Genome and transcriptome profiling of spontaneous preterm birth phenotypes

• Published in: Scientific reports Vol. 12; no. 1; pp. 1003 - 10
• Main Authors: Gupta, Juhi K., Care, Angharad, Goodfellow, Laura, Alfirevic, Zarko, Müller-Myhsok, Bertram, Alfirevic, Ana
• Format: Journal Article
• Language: English
• Published: London Nature Publishing Group UK 19.01.2022; Nature Publishing Group; Nature Portfolio
• Subjects: 631/208; 631/553; 692/308/2056; 692/53; Adult; Biomarkers; Biomarkers - blood; Birth; Female; Fetal Membranes, Premature Rupture - blood; Fetal Membranes, Premature Rupture - diagnosis; Fetal Membranes, Premature Rupture - genetics; Forkhead Transcription Factors - genetics; Foxp3 protein; Gene Expression Profiling; Gene mapping; Genetic analysis; Genetics; Genome-Wide Association Study; Genomes; Gestation; Humanities and Social Sciences; Humans; Immune response; Inflammation; MicroRNAs; miRNA; multidisciplinary; Nerve Tissue Proteins - genetics; Phenotypes; PPAR gamma - genetics; Pregnancy; Pregnancy Outcome; Premature birth; Premature Birth - blood; Premature Birth - diagnosis; Premature Birth - genetics; Quantitative Trait Loci; Receptors, Cell Surface - genetics; Risk factors; Science; Science (multidisciplinary); Single-nucleotide polymorphism; Transcription; Transcriptomes; Transcriptomics
• ISSN: 2045-2322; 2045-2322
• DOI: 10.1038/s41598-022-04881-0

Preterm birth (PTB) occurs before 37 weeks of gestation.

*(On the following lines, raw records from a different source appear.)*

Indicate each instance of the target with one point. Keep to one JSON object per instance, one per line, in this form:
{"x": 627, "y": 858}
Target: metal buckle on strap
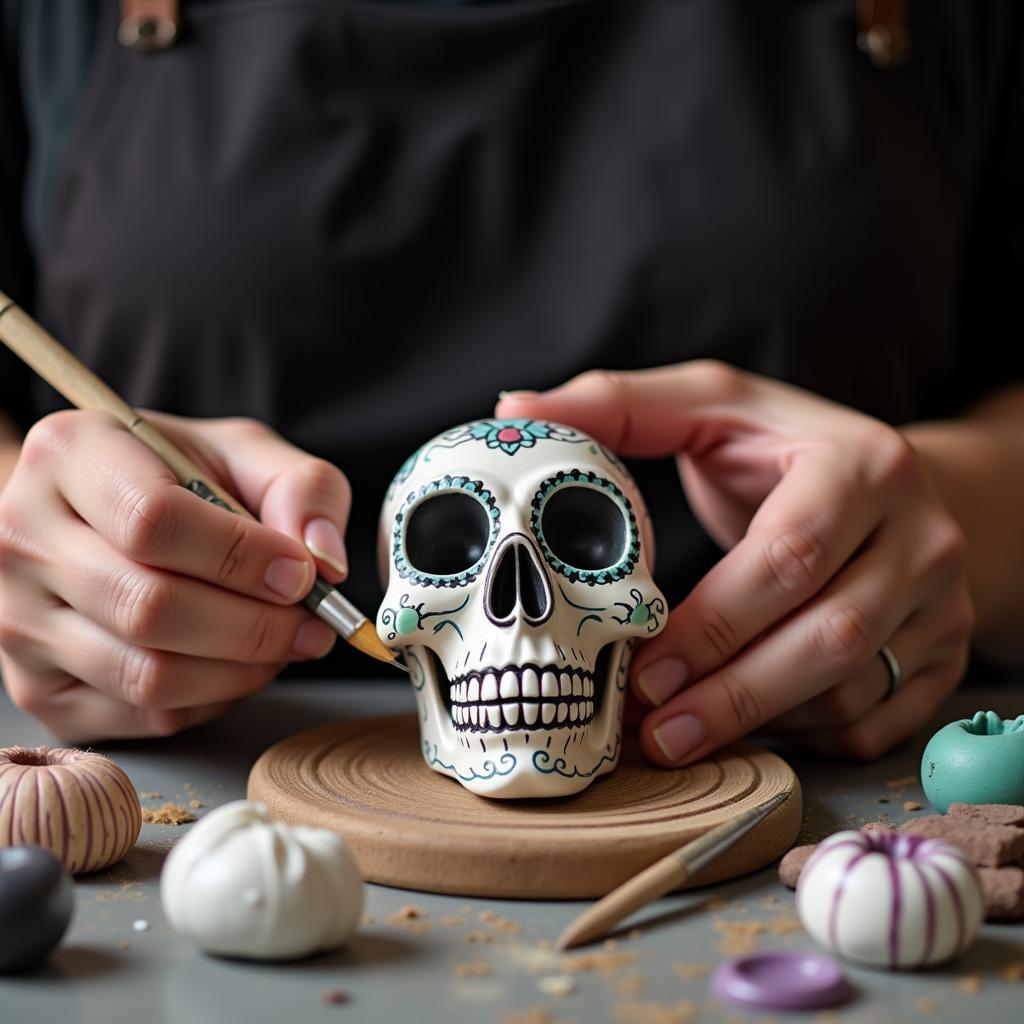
{"x": 884, "y": 32}
{"x": 148, "y": 25}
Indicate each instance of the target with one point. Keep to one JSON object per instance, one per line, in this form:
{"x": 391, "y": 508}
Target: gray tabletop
{"x": 436, "y": 958}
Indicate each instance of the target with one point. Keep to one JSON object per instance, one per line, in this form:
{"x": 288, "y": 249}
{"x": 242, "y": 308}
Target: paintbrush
{"x": 83, "y": 388}
{"x": 664, "y": 876}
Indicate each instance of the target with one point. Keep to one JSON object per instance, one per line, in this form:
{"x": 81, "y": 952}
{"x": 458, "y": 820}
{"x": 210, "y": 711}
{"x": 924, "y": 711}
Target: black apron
{"x": 357, "y": 221}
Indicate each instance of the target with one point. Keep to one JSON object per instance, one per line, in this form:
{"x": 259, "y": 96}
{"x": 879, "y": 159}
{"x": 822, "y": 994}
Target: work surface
{"x": 431, "y": 958}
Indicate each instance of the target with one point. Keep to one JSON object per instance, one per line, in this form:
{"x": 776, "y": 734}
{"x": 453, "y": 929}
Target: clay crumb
{"x": 410, "y": 918}
{"x": 130, "y": 892}
{"x": 739, "y": 936}
{"x": 478, "y": 970}
{"x": 558, "y": 985}
{"x": 784, "y": 924}
{"x": 1013, "y": 972}
{"x": 168, "y": 814}
{"x": 901, "y": 783}
{"x": 599, "y": 963}
{"x": 970, "y": 984}
{"x": 536, "y": 1015}
{"x": 691, "y": 971}
{"x": 655, "y": 1013}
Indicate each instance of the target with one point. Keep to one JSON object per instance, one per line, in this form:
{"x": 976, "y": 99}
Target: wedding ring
{"x": 895, "y": 672}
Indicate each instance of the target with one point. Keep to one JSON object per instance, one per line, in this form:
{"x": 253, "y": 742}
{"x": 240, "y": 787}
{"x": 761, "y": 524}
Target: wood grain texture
{"x": 412, "y": 827}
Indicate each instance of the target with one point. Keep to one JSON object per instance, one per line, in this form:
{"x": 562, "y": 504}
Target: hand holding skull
{"x": 836, "y": 546}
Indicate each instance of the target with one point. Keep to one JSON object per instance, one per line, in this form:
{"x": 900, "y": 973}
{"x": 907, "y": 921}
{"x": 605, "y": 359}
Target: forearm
{"x": 10, "y": 446}
{"x": 976, "y": 464}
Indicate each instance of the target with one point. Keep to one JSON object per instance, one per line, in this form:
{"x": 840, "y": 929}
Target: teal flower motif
{"x": 510, "y": 435}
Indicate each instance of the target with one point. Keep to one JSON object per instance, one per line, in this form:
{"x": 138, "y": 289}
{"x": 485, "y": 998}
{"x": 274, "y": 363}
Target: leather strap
{"x": 148, "y": 25}
{"x": 884, "y": 32}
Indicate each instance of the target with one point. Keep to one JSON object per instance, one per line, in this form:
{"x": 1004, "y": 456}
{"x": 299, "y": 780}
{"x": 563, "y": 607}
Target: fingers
{"x": 129, "y": 497}
{"x": 643, "y": 413}
{"x": 76, "y": 713}
{"x": 808, "y": 527}
{"x": 292, "y": 492}
{"x": 165, "y": 611}
{"x": 69, "y": 646}
{"x": 833, "y": 638}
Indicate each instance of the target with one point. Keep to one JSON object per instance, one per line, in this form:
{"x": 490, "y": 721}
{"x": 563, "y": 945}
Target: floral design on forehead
{"x": 506, "y": 435}
{"x": 518, "y": 559}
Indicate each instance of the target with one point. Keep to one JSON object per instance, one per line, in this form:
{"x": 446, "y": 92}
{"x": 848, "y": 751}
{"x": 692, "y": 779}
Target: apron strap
{"x": 884, "y": 32}
{"x": 148, "y": 25}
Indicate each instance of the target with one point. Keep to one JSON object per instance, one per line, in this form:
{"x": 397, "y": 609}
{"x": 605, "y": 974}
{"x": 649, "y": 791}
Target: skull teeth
{"x": 495, "y": 699}
{"x": 492, "y": 718}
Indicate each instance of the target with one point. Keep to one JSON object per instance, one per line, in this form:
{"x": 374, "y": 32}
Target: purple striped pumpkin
{"x": 890, "y": 900}
{"x": 79, "y": 805}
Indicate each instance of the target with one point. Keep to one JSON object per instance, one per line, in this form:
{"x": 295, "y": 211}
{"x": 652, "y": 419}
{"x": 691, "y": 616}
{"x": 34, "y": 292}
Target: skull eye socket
{"x": 446, "y": 535}
{"x": 586, "y": 527}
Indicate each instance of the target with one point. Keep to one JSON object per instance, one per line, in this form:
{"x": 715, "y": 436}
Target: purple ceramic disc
{"x": 781, "y": 981}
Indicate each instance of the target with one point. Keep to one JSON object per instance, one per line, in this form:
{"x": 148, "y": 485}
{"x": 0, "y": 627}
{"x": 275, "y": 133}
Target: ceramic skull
{"x": 518, "y": 558}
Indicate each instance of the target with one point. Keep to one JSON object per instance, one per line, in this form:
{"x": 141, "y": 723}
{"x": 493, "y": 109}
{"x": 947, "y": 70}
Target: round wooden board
{"x": 411, "y": 827}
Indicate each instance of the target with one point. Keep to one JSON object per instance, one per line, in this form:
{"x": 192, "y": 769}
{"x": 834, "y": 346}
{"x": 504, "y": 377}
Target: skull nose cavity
{"x": 517, "y": 586}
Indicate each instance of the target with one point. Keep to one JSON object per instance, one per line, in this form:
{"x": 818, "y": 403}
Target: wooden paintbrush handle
{"x": 83, "y": 388}
{"x": 660, "y": 878}
{"x": 57, "y": 367}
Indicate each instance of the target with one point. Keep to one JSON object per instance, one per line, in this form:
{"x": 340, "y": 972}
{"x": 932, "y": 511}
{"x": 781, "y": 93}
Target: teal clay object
{"x": 977, "y": 760}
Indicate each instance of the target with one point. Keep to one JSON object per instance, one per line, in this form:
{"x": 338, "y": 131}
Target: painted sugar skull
{"x": 518, "y": 556}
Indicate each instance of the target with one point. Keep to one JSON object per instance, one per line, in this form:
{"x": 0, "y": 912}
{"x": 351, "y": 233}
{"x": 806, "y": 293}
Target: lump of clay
{"x": 242, "y": 885}
{"x": 977, "y": 760}
{"x": 889, "y": 899}
{"x": 36, "y": 905}
{"x": 79, "y": 805}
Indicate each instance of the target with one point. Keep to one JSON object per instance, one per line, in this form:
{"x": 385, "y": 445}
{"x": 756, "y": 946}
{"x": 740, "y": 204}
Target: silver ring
{"x": 895, "y": 672}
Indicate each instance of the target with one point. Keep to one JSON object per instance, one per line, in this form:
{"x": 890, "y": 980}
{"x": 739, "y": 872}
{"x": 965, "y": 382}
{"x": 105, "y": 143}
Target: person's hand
{"x": 836, "y": 547}
{"x": 128, "y": 605}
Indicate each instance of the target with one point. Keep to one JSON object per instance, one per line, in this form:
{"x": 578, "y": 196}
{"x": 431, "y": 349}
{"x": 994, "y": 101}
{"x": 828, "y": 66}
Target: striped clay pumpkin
{"x": 79, "y": 805}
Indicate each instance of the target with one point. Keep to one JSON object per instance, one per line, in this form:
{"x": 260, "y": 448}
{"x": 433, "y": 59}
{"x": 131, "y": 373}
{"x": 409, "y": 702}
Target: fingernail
{"x": 324, "y": 540}
{"x": 288, "y": 577}
{"x": 313, "y": 639}
{"x": 660, "y": 679}
{"x": 502, "y": 395}
{"x": 678, "y": 736}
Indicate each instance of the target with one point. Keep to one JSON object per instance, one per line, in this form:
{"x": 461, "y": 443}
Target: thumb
{"x": 289, "y": 489}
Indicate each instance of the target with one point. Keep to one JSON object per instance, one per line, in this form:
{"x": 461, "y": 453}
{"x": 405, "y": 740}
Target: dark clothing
{"x": 357, "y": 221}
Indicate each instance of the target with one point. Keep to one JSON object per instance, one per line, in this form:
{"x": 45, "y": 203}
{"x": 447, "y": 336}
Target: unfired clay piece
{"x": 242, "y": 885}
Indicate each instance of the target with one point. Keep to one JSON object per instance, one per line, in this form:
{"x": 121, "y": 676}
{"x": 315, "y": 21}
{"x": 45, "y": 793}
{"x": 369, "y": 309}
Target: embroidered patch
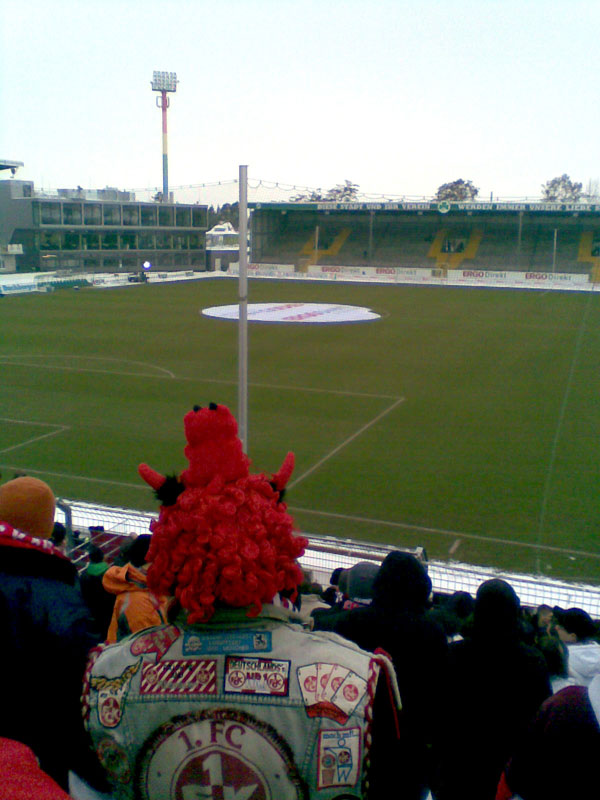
{"x": 257, "y": 676}
{"x": 338, "y": 758}
{"x": 157, "y": 641}
{"x": 221, "y": 643}
{"x": 218, "y": 753}
{"x": 114, "y": 760}
{"x": 193, "y": 676}
{"x": 330, "y": 690}
{"x": 111, "y": 695}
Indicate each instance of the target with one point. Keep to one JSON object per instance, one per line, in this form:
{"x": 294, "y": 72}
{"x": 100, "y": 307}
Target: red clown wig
{"x": 223, "y": 536}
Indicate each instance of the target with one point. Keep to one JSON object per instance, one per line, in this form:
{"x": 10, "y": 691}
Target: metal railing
{"x": 326, "y": 553}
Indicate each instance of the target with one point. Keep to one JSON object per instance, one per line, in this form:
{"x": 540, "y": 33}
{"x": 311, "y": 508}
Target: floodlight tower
{"x": 164, "y": 82}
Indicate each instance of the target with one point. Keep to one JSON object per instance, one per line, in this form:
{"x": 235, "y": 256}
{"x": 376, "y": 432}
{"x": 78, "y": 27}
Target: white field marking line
{"x": 170, "y": 374}
{"x": 60, "y": 429}
{"x": 346, "y": 442}
{"x": 143, "y": 487}
{"x": 442, "y": 532}
{"x": 559, "y": 425}
{"x": 86, "y": 358}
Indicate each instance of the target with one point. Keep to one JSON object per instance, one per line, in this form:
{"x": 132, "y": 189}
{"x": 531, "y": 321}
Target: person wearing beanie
{"x": 135, "y": 607}
{"x": 46, "y": 633}
{"x": 233, "y": 697}
{"x": 28, "y": 505}
{"x": 397, "y": 622}
{"x": 492, "y": 689}
{"x": 97, "y": 599}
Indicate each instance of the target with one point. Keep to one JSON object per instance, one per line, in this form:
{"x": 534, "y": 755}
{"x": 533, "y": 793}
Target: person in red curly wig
{"x": 223, "y": 536}
{"x": 235, "y": 697}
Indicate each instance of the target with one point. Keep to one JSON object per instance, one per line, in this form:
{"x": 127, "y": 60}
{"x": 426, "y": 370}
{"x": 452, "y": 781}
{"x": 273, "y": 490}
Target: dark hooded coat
{"x": 397, "y": 621}
{"x": 494, "y": 686}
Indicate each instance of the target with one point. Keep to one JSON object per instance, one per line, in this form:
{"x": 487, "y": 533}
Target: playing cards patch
{"x": 330, "y": 690}
{"x": 257, "y": 676}
{"x": 192, "y": 676}
{"x": 338, "y": 758}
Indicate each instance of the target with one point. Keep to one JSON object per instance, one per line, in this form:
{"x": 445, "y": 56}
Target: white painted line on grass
{"x": 346, "y": 442}
{"x": 59, "y": 429}
{"x": 223, "y": 381}
{"x": 442, "y": 532}
{"x": 141, "y": 486}
{"x": 559, "y": 425}
{"x": 9, "y": 359}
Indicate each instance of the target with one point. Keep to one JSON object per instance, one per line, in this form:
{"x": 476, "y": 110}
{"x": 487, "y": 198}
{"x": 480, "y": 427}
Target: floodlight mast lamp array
{"x": 164, "y": 82}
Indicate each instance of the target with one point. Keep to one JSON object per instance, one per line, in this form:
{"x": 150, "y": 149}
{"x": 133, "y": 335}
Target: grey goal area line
{"x": 443, "y": 532}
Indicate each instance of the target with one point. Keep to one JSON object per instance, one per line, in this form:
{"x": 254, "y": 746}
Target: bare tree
{"x": 592, "y": 190}
{"x": 308, "y": 197}
{"x": 561, "y": 189}
{"x": 459, "y": 190}
{"x": 343, "y": 191}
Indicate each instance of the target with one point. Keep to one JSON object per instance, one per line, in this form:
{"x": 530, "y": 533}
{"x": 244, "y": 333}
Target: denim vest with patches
{"x": 237, "y": 709}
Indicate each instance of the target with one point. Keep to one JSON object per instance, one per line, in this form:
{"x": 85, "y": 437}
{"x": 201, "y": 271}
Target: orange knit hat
{"x": 28, "y": 505}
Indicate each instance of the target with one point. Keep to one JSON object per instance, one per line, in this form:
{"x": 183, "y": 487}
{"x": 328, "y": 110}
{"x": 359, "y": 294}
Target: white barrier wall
{"x": 324, "y": 554}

Risk factors include genetics and infection/inflammation. Different mechanisms have been reported for spontaneous preterm birth (SPTB) and preterm birth following preterm premature rupture of membranes (PPROM). This study aimed to identify early pregnancy biomarkers of SPTB and PPROM from the maternal genome and transcriptome. Pregnant women were recruited at the Liverpool Women’s Hospital. Pregnancy outcomes were categorised as SPTB, PPROM (≤ 34 weeks gestation, n = 53), high-risk term (HTERM, ≥ 37 weeks, n = 126) or low-risk (no history of SPTB/PPROM) term (LTERM, ≥ 39 weeks, n = 188). Blood samples were collected at 16 and 20 weeks gestation from which, genome (UK Biobank Axiom array) and transcriptome (Clariom D Human assay) data were acquired. PLINK and R were used to perform genetic association and differential expression analyses and expression quantitative trait loci (eQTL) mapping. Several significant molecular signatures were identified across the analyses in preterm cases. Genome-wide significant SNP rs14675645 ( ASTN1 ) was associated with SPTB whereas microRNA-142 transcript and PPARG1-FOXP3 gene set were associated with PPROM at week 20 of gestation and is related to inflammation and immune response. This study has determined genomic and transcriptomic candidate biomarkers of SPTB and PPROM that require validation in diverse populations.